Good was one of the first two graduates of the university and served as a professor and business manager from 1908, the year he graduated, until he took office as president in 1915, according to “Dowright Devotion to the Cause,” former professor of History and Political Science and university historian Fredrick Hill’s book about UIndy’s history. Good served for nearly 30 years, according to Cartwright and Vopelak.

“He [Good] was the kind of persistent person who kept things alive even when he wasn’t able to make the university grow or to become as strong as he hoped it would be,” Cartwright said. “But he kept it going until he stopped being president.”

Good’s successor was I. Lynd Esch. Esch was supposed to take office on March 1, 1945, but Good unexpectedly died of a heart attack on Feb. 24 of that year, according to Hill’s book. Within three days of Good’s death, Esch took office.

“Esch was quite good in dealing with multiple kinds of audiences, and so he not only could speak to the university’s church affiliation with the Evangelical United Brethren church, but he could also speak to businessmen and to people who were interested in civic affairs,” Cartwright said. “So he was able to bring multiple constituencies together for the college and help it to grow and stabilize.”

Cartwright said that Esch took over the university’s presidency when the school was close to shutting down. At the time, there were only 140 students and nine faculty on campus. By the time Esch left in 1970, the student population was up around 1,000.

What is now Esch Hall originally was called the Academic Building upon its construction in 1958. However, at the same time Good Hall was renamed, Sease decided to honor his predecessor by changing the building’s name to Esch.

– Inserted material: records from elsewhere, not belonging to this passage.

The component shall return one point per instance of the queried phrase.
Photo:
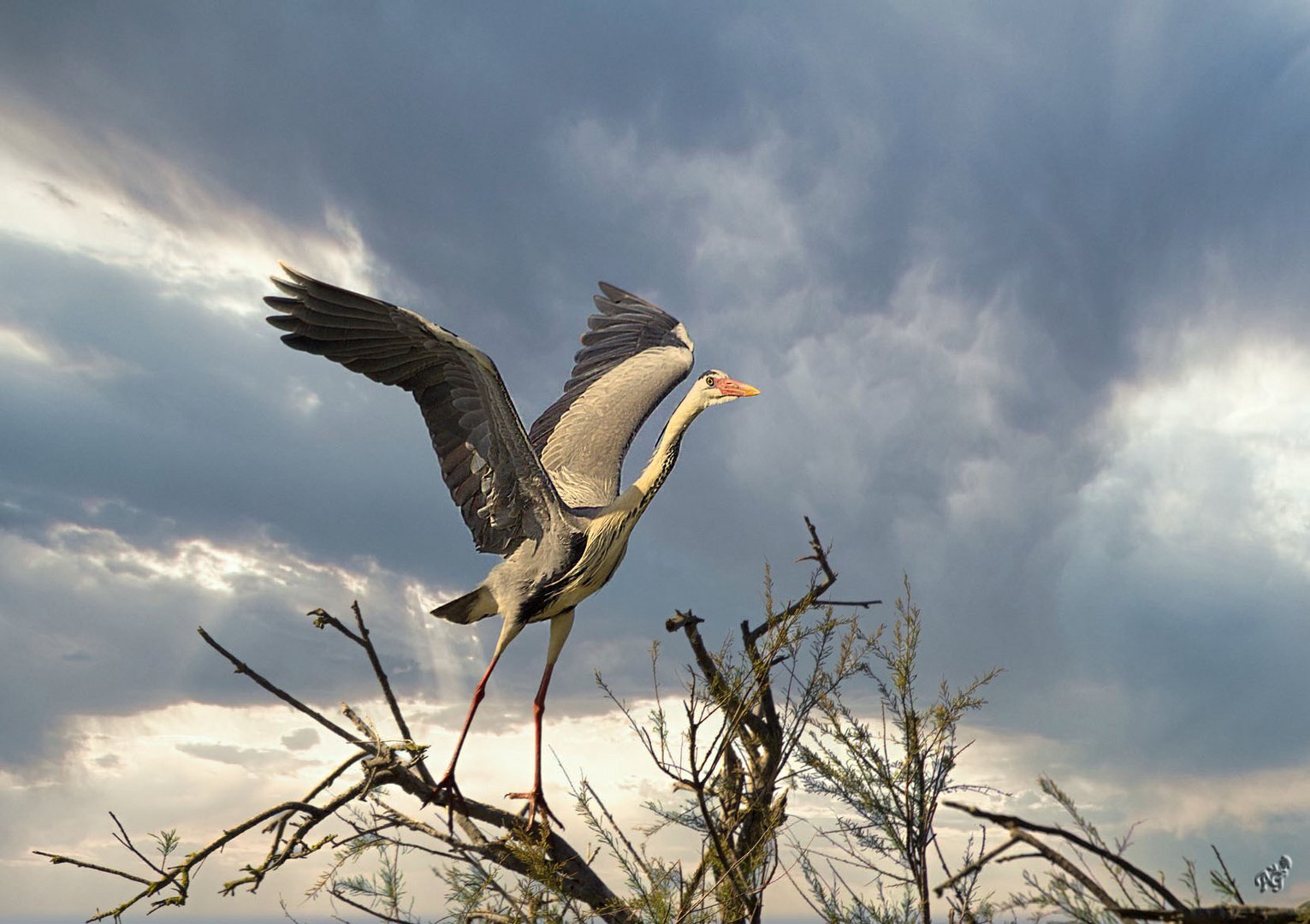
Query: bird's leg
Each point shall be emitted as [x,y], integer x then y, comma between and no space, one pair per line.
[560,627]
[447,785]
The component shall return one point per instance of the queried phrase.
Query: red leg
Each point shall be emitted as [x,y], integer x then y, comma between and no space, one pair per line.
[560,628]
[447,783]
[536,798]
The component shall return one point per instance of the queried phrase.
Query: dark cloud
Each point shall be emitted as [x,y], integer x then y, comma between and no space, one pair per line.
[949,244]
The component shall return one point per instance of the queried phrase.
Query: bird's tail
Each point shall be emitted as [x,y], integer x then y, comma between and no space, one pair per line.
[476,604]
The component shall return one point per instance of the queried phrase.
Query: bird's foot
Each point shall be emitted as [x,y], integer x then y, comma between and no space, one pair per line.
[448,793]
[536,806]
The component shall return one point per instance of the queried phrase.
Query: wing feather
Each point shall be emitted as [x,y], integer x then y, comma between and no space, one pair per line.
[633,354]
[488,463]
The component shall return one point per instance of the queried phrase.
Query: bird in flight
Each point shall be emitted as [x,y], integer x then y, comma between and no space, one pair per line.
[547,500]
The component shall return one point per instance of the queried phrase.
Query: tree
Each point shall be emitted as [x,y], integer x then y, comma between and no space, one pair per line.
[888,779]
[1093,882]
[754,714]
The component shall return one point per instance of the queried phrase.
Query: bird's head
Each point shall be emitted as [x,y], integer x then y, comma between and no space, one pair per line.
[713,387]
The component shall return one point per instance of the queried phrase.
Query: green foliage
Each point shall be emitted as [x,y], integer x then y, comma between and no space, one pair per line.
[887,779]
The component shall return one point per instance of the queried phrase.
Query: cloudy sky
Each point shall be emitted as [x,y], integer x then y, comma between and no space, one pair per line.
[1025,288]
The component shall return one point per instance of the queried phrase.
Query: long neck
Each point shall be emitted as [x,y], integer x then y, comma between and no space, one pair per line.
[666,450]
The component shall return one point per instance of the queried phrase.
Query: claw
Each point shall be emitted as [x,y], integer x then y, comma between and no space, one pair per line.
[536,806]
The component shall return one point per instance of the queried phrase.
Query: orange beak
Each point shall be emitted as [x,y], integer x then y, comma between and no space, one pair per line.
[735,388]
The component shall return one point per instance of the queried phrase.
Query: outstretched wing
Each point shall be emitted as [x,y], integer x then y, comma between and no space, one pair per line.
[631,357]
[493,473]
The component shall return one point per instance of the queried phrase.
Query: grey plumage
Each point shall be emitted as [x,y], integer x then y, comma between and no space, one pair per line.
[547,500]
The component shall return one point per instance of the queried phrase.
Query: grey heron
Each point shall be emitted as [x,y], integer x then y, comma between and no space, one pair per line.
[545,500]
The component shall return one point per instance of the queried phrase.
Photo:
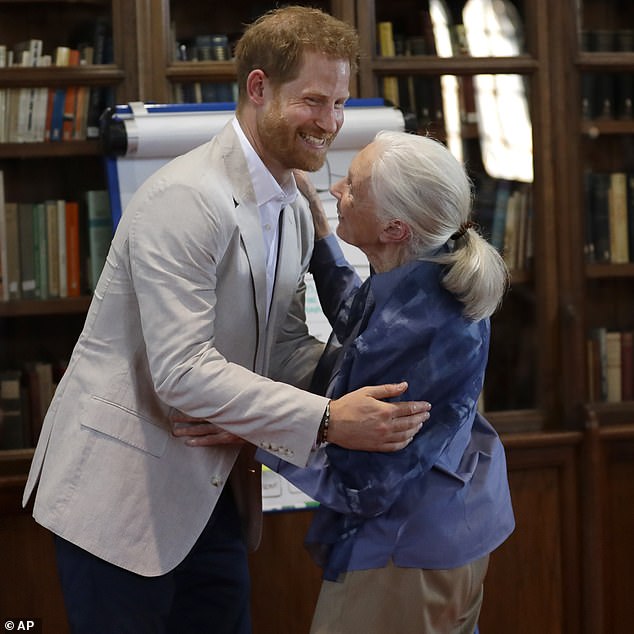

“It was my understanding that he [Sease] wanted to build on the past, but he was also very much a forward-looking person,” Cartwright said. “He rather famously talked about keeping your eye on the windshield and not spending too much time looking in the rearview mirror, unless you need to. But I think it was a gesture of some respect to his immediate predecessor, who was President Esch, and to President Good.”

Roberts Hall also is named after a former president. John Roberts was the first university president, serving from 1905 to 1908. He was a clergyman in the EUB church and active in trying to start the university, sitting on the committee to find the first president, according to Cartwright. When the committee members could not find a president, Roberts was selected. He agreed, thinking that the university would open in the fall of 1906, but the committee insisted on beginning in the fall of 1905. In less than three months, Roberts managed to bring nine faculty and about 70 students to study and live at then Indiana Central University, according to Cartwright.

“And he [Roberts] also rather poignantly talked about how they didn’t really know what it entailed to create a college,” Cartwright said. “So he said that if they had known how difficult it would be, they probably never would have set out to do it. But in some ways, it’s probably a good thing that they didn’t know, because once they started, they held on and tried to complete it.”

There are people behind the names of some of the other residence halls on campus as well, according to Cartwright. Cravens Hall was built in 1961 and renamed  in 1986 to honor Virgina Cravens. Cravens served at then Indiana Central College as dean of women and an alumni secretary from the 1920s to the 1940s.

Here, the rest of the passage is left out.